Michael Momanyi, general manager of Premier Gas, and Aida Kimemia, Principal Investment Officer at the IFC.

Michael Momanyi, general manager of Premier Gas, and Aida Kimemia, principal investment officer at the IFC.

What is the story behind Pima Gas?
About two and a half years ago a group of investors wanted to enter the household energy sector in Kenya but they did not want to do it the traditional way. We set up a project team that was commissioned with finding out where the greatest need for the household energy sector in Kenya was. Our research showed that at that time there were 400,000 liquefied petroleum gas (LPG) users. There were about 9 million households across the country out of which 3.5 million resided in urban areas. More than 3 million households in urban areas had no access to LPG. The reason was the cost of hardware (gas cylinders) was too high. The lifestyle of most people, who earn very low and infrequent incomes, meant they could not afford LPG since their purchase decision is driven by their incomes. We found that most people relied on charcoal and kerosene, which is less efficient and has environmental and health risks. We then decided to model a perfect substitute to both kerosene and charcoal. The International Finance Corporation (IFC), the World Bank’s private sector lending arm, has invested US$2 million in Premier Gas, which secures their 20% stake in the firm.

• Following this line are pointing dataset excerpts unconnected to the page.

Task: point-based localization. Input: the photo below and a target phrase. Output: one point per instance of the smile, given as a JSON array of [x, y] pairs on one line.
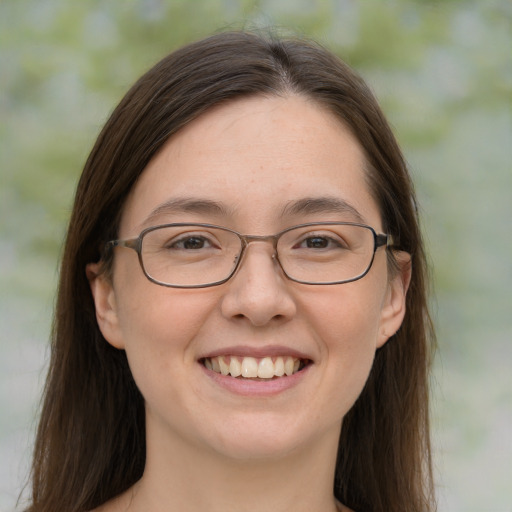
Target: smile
[[252, 367]]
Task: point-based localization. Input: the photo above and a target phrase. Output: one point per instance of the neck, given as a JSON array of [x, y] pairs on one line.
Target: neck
[[193, 478]]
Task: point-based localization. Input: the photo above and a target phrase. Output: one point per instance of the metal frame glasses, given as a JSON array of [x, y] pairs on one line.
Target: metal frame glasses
[[188, 251]]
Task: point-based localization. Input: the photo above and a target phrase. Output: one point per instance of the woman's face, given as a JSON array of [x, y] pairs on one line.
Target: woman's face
[[257, 166]]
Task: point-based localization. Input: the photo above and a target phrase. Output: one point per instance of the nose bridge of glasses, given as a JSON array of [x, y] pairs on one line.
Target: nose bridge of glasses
[[249, 239]]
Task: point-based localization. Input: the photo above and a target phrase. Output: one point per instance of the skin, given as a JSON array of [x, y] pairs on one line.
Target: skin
[[253, 156]]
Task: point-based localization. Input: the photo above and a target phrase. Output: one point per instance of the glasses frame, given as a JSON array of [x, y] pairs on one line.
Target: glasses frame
[[379, 240]]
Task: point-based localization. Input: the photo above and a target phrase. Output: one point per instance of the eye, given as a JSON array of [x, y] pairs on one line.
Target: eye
[[190, 243], [320, 242]]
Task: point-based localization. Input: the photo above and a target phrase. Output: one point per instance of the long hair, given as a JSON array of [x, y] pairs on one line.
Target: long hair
[[90, 444]]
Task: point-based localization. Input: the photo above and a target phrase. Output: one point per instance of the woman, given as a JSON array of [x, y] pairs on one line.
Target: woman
[[270, 341]]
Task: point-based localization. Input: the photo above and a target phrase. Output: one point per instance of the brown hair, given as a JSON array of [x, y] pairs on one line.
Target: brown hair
[[90, 442]]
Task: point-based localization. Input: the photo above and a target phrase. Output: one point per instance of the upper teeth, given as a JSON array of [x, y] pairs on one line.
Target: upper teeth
[[264, 368]]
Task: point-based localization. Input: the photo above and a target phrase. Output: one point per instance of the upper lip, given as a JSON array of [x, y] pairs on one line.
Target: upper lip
[[257, 352]]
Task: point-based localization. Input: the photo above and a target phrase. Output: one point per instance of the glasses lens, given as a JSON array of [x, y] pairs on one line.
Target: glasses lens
[[328, 253], [189, 255]]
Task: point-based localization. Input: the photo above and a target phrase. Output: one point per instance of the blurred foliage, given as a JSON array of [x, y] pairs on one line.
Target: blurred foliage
[[441, 69]]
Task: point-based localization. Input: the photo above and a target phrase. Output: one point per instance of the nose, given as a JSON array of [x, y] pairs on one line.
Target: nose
[[259, 291]]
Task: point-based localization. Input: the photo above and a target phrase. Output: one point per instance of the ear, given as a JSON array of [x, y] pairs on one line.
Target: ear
[[105, 304], [393, 308]]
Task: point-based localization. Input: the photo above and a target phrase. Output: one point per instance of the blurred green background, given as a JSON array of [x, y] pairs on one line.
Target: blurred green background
[[443, 73]]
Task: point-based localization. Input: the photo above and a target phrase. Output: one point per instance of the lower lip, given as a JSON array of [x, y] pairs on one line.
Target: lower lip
[[257, 388]]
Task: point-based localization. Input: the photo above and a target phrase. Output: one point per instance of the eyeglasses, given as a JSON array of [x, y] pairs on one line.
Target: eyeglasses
[[203, 255]]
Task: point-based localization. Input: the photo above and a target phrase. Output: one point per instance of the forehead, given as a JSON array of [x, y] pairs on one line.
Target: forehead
[[254, 158]]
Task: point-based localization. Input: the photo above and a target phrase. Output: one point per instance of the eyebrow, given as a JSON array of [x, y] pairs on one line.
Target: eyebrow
[[313, 205], [304, 206], [187, 205]]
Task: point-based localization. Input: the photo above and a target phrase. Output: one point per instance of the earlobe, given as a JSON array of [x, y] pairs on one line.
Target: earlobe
[[394, 306], [105, 304]]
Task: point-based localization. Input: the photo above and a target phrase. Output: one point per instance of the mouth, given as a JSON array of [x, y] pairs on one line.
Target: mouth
[[255, 368]]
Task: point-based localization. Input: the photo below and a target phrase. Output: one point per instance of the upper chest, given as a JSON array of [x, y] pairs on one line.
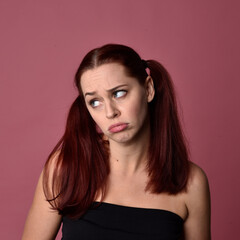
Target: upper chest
[[130, 191]]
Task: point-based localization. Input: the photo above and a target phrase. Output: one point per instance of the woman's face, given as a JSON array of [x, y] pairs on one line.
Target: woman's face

So what is different about Pima Gas?
There are 18 registered LPG companies in Kenya that serve 400,000 households. None of them thought about the 3 million households that do not have access to LPG. People in low income areas do not want freebies, they simply want affordable services they can pay for. We seek to provide our customers with LPG at a good price, at a location that is as close as possible to their homes and in quantities that they require or can afford. We designed a dispenser to dispense LPG as close as possible to our customers. On a day our customer has less than a dollar they should be able to buy Pima Gas. A one kilogram cylinder selling for just under $4 lasts an average household about a week.

What has been happening since your launch in February?
The Pima (Swahili for weigh) concept is a world first. We need to test it. We have kicked off operations in four low income areas in Nairobi. People are buying and refilling. We have about 1,300 customers. The majority of refills are for one kilogram of gas. Our customers have been able to make savings on their monthly energy budgets. In the next three months we hope to expand to more areas.

Is yours a sustainable model?
This is an inclusive business model that incorporates our target customers as vendors and customers. It creates opportunities for business and employment for low income earners. Our model is also a profit making model, it is not a subsidy or a non-profit. Our model has two people between Premier Gas and the customer, making it easy for us to control the price.